About

Basil Hone was born on 4 October 1926. The son of a school attendance officer, he was educated at the Sir Walter St John School, Battersea, and Godalming, to which he had been evacuated. When he was seventeen he joined the Bank of England as an uncovenanted clerk, but was then called up into the Royal Corps of Signals, serving with them in India and Palestine. After three years’ service he returned to the Bank, and worked in different departments on the domestic banking side. He then spent two years in the Liverpool branch, and eventually became editor of the Bank’s internal news summary, compiling a survey of economic and international stories every morning.

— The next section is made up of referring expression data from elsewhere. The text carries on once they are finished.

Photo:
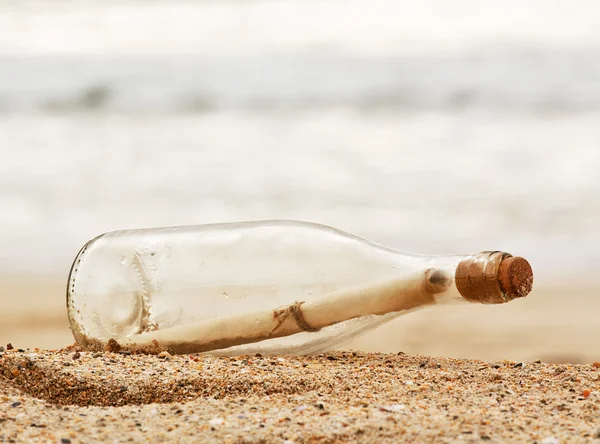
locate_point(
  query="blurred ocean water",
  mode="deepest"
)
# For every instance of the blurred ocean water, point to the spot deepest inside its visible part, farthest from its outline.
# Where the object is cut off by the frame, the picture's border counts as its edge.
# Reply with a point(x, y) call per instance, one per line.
point(431, 127)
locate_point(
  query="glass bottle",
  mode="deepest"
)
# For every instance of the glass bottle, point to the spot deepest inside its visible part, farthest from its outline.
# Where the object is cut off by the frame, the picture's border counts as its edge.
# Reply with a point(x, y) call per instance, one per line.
point(274, 287)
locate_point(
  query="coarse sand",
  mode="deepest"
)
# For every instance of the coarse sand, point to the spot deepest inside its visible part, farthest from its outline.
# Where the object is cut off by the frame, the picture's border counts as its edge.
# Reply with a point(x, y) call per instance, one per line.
point(75, 396)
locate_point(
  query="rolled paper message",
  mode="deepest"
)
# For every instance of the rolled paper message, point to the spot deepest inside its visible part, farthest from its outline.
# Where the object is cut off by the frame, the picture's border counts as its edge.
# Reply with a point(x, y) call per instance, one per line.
point(413, 290)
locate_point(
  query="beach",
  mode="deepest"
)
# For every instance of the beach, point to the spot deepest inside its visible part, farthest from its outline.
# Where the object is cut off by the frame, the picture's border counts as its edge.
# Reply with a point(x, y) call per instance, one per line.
point(424, 128)
point(523, 371)
point(334, 397)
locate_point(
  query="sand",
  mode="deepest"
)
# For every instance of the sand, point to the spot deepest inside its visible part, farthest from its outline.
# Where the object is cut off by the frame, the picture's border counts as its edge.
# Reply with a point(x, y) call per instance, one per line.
point(527, 374)
point(339, 397)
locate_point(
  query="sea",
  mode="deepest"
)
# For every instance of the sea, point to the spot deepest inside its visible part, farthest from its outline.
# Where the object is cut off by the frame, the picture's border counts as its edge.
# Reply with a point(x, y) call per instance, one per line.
point(431, 127)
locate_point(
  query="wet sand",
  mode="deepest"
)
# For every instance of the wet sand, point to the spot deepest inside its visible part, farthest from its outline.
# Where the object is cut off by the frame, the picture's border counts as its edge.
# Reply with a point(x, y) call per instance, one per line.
point(415, 389)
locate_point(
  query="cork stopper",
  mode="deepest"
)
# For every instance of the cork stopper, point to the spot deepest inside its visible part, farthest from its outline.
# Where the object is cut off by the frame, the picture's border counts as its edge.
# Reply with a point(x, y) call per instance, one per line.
point(493, 277)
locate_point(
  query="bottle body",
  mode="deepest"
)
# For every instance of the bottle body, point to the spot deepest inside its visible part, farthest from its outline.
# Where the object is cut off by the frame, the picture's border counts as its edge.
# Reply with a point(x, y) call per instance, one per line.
point(125, 283)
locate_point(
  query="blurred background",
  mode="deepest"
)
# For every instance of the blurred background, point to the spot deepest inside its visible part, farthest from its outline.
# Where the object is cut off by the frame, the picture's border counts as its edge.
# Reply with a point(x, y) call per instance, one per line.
point(430, 127)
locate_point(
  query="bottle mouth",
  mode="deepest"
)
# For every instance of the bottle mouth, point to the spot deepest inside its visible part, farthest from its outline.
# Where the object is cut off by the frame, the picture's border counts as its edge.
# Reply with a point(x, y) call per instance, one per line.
point(493, 277)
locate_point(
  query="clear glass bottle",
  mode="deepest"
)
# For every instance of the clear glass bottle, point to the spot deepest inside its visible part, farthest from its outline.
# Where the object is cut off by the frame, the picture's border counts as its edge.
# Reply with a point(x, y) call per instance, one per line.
point(125, 285)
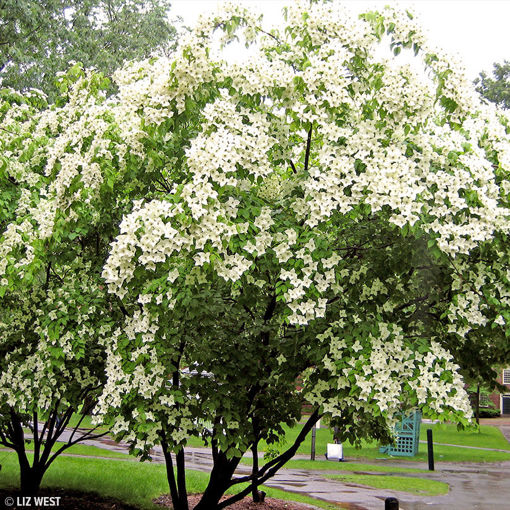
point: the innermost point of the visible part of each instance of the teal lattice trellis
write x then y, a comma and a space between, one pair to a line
407, 439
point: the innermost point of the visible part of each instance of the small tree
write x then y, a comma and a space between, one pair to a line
55, 313
496, 88
316, 212
38, 38
326, 220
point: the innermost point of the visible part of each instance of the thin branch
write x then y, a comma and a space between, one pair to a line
308, 147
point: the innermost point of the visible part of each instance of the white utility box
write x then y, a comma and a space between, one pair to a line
335, 452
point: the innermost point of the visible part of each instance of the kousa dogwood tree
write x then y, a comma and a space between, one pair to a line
320, 223
337, 215
55, 233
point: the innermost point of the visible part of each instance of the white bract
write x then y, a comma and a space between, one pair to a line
316, 211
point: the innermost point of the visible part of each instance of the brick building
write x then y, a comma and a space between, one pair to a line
502, 400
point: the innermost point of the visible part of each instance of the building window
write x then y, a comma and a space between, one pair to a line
485, 400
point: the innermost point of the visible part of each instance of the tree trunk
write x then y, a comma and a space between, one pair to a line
30, 480
219, 481
477, 404
257, 496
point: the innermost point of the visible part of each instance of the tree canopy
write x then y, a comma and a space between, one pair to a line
496, 88
38, 38
318, 212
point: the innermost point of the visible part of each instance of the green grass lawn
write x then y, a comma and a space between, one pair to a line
135, 483
419, 486
484, 437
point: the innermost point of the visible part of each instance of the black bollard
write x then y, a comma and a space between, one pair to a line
430, 448
391, 504
312, 455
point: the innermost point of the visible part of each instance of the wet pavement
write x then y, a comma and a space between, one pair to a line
472, 486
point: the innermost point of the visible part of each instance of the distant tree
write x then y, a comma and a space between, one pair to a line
496, 89
38, 38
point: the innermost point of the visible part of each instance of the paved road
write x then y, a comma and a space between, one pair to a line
472, 486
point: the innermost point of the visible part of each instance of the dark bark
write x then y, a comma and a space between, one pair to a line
477, 404
170, 475
219, 482
255, 493
30, 477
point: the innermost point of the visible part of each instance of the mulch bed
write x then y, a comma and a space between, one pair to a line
79, 500
245, 504
69, 500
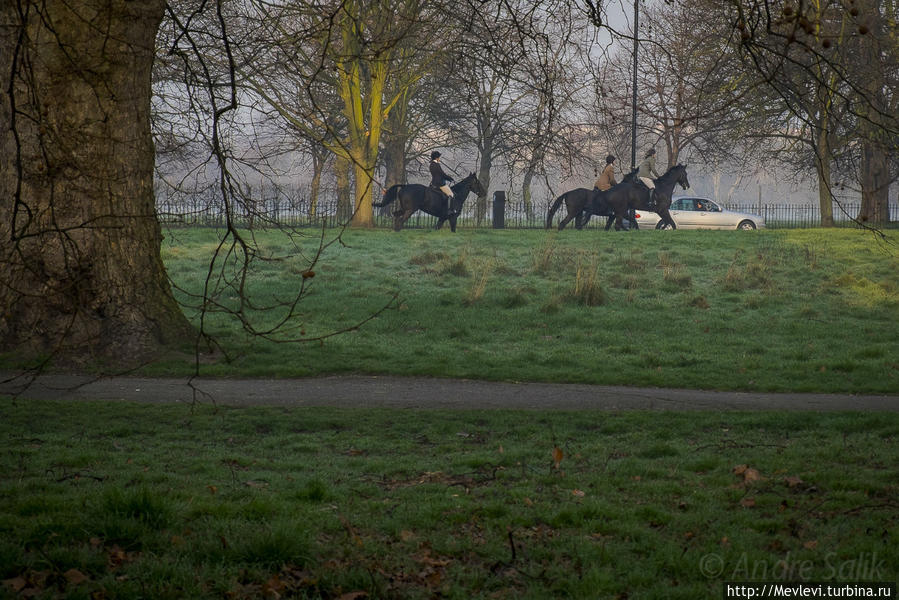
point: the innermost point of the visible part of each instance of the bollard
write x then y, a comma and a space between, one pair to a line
499, 209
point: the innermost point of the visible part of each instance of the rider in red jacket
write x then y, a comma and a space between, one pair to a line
439, 179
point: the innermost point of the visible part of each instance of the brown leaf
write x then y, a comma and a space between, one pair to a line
75, 577
746, 474
16, 584
558, 455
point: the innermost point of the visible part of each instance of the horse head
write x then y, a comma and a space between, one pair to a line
476, 186
472, 184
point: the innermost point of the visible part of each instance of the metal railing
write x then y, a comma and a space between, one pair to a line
282, 210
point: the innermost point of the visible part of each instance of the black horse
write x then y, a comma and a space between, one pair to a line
581, 203
621, 200
415, 196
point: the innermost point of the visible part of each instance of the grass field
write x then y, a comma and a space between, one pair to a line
121, 500
163, 501
788, 310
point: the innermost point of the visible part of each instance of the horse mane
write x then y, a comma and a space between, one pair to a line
670, 171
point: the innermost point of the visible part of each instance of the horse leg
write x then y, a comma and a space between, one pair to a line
632, 217
583, 219
401, 219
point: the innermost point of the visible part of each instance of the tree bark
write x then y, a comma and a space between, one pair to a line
80, 243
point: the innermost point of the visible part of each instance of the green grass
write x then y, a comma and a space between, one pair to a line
787, 310
118, 500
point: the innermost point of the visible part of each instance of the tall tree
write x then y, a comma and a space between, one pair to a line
79, 239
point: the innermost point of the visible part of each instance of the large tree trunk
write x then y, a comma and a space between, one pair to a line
79, 240
822, 167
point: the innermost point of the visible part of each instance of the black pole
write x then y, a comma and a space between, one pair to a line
634, 97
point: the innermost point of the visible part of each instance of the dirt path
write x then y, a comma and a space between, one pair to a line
421, 392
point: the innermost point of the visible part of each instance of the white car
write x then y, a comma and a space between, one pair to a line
691, 212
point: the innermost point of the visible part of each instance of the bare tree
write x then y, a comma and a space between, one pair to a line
80, 248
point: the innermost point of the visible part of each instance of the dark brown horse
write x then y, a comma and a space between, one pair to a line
415, 196
581, 203
622, 199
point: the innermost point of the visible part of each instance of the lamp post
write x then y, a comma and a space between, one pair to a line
634, 95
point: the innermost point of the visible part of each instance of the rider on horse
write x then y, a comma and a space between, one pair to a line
647, 171
607, 177
439, 179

Hone also became resident cartoonist for the Bank’s quarterly magazine The Old Lady – to which he also contributed film reviews – and for the Bank Fortnightly. From this start he began contributing cartoons to a large variety of publications, including The Banker, Seatrade, Punch, Spectator, Financial Weekly and the Sunday Telegraph’s City pages. At first he signed himself “Basil Hone”, or “Hone”, but then settled on “Ben Shailo”, an anagram of his name. By the 1960s he was concentrating on his work for the Daily Telegraph, where he and Tony Holland provided cartoons for the “Peterborough” column – each submitting three roughs a day, from which one would be selected for the next day’s paper. Hone also produced a strip cartoon featuring Mr Hard of Heering.

Hone died in 2003.

After work at the Bank each day Hone would walk or cycle to the Daily Telegraph. Hone described modern cartooning as “functional, streamlined and athletic”, but in the 1980s the proprietor of the Daily Telegraph, Lord Hartwell, urged him to reduce the number of bald men in his cartoons, to help the paper appeal to younger readers. Hone soon drifted back to his old style. Taking early retirement to Leigh in Kent, he became one of the first contributors to fax his material to the Daily Telegraph. Basil Hone died on 7 January 2003.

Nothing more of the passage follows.